If all the tournaments were doing that, and had been doing it, stock assessments would be far more accurate, said Wally Jenkins, who coordinates the billfish series and the data records for DNR.
As just one example, the billfish boats last year caught a total 32 white marlin, one of the species regulators are worried about. But, “that’s a pretty decent number for something that’s supposed to be endangered,” Jenkins said.
The day before the Blue Marlin Tournament opened, Jim Johnston was aboard Big Sky, fitting out the boat he traded his Montana retirement for.
Johnston, 68, has fished in the tournament for every one of its 46 years. He used to own the Georgetown Landing Marina where it’s held. If there’s a rival to DNR’s record history, it’s him. He can reel off the number of boats that competed and the fish caught in the early years. He can talk sizes and strategies.

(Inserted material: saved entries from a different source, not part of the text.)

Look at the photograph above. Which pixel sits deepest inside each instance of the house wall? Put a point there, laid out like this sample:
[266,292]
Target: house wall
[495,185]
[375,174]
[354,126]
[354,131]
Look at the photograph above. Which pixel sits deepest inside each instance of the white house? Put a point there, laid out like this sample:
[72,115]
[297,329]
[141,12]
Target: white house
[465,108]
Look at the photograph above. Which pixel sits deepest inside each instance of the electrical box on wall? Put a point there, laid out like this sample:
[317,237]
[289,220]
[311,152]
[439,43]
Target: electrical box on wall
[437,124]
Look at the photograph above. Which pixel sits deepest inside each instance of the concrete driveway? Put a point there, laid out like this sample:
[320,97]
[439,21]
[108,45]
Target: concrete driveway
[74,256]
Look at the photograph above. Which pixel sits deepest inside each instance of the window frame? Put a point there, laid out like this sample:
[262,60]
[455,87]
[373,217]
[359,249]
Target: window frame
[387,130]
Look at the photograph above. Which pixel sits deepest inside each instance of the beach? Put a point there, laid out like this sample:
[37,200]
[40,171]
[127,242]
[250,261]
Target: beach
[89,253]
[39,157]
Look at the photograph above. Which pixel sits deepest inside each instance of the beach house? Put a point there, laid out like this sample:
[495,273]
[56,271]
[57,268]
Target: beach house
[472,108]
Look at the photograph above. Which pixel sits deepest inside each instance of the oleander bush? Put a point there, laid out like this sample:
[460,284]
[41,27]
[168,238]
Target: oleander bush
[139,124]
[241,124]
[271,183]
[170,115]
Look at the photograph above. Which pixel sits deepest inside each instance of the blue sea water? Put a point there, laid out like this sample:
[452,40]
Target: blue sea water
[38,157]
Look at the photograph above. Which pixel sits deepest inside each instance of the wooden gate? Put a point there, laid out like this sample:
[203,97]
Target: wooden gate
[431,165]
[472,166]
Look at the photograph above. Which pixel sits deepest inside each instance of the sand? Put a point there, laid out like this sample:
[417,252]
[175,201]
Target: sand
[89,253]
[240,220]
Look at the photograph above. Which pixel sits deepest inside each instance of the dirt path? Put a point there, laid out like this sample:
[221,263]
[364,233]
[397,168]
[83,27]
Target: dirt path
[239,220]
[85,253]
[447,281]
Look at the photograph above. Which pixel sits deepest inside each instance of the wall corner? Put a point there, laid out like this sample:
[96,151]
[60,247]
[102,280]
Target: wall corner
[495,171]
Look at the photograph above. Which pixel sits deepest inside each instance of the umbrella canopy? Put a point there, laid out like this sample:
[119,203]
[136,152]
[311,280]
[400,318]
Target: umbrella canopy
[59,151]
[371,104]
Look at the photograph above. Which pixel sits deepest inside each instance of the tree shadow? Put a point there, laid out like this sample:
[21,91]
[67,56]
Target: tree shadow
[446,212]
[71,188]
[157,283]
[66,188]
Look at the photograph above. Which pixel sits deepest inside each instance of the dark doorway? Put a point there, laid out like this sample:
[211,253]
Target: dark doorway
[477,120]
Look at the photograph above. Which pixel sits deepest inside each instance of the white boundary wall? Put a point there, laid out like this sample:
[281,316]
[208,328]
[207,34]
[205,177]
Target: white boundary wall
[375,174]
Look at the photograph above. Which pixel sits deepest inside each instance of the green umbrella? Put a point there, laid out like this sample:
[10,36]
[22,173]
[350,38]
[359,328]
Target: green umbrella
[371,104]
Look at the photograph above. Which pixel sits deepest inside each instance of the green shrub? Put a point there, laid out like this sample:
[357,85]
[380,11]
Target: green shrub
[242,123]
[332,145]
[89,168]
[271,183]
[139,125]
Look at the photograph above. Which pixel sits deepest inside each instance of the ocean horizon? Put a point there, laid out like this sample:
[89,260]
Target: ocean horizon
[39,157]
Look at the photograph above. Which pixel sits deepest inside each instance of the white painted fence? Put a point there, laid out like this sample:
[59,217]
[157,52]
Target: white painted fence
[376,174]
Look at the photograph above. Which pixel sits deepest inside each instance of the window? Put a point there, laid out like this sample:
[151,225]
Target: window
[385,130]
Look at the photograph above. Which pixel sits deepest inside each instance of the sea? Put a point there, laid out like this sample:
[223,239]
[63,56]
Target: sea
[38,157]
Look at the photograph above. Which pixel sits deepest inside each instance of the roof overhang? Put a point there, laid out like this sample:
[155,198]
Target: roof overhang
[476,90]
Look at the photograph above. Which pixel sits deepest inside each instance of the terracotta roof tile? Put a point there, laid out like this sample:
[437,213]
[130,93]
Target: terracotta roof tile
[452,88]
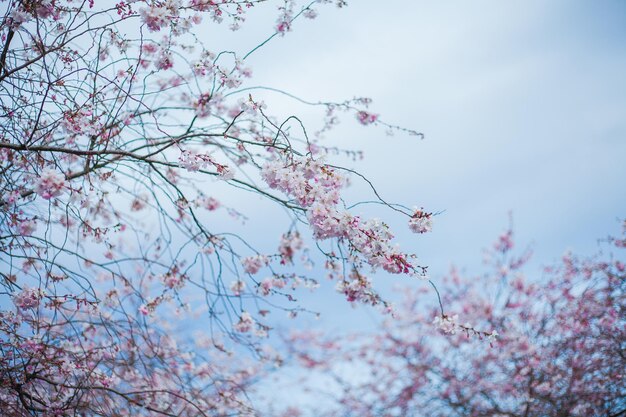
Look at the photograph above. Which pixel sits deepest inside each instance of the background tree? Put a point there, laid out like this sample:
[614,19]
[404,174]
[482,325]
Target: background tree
[559,352]
[120,131]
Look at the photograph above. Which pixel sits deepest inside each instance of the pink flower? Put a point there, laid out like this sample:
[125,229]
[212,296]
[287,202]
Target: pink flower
[421,222]
[28,298]
[50,184]
[366,118]
[252,264]
[245,323]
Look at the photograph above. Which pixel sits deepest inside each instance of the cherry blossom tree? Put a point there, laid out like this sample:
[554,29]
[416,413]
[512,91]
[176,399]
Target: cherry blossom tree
[559,350]
[121,133]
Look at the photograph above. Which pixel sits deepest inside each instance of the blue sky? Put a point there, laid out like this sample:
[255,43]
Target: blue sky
[523,105]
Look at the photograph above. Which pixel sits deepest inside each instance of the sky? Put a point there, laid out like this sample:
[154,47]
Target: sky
[522,104]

“I almost know it by heart,” he kidded. Yet, “I don’t know that anybody other than DNR is as aware of it as I am.”
Most anglers, though, have come to expect the DNR officers as soon as they hit the dock. It’s one more formality that makes for the event’s import and pageantry. Everybody knows what’s at stake. The series stresses catch and release, and touts that some nine of every 10 fish hooked are put back.
And coincidentally enough, billfish catch numbers have climbed dramatically for nearly a decade after holding steady for years, while meatfish numbers keep tanking. You can’t attribute that to the tournament’s catch-and-release, but it’s a nice affirmation. The catch records are “really a pioneer state program focused on benefiting recreational fishermen,” Hammond said. “It’s something we can take pride in.”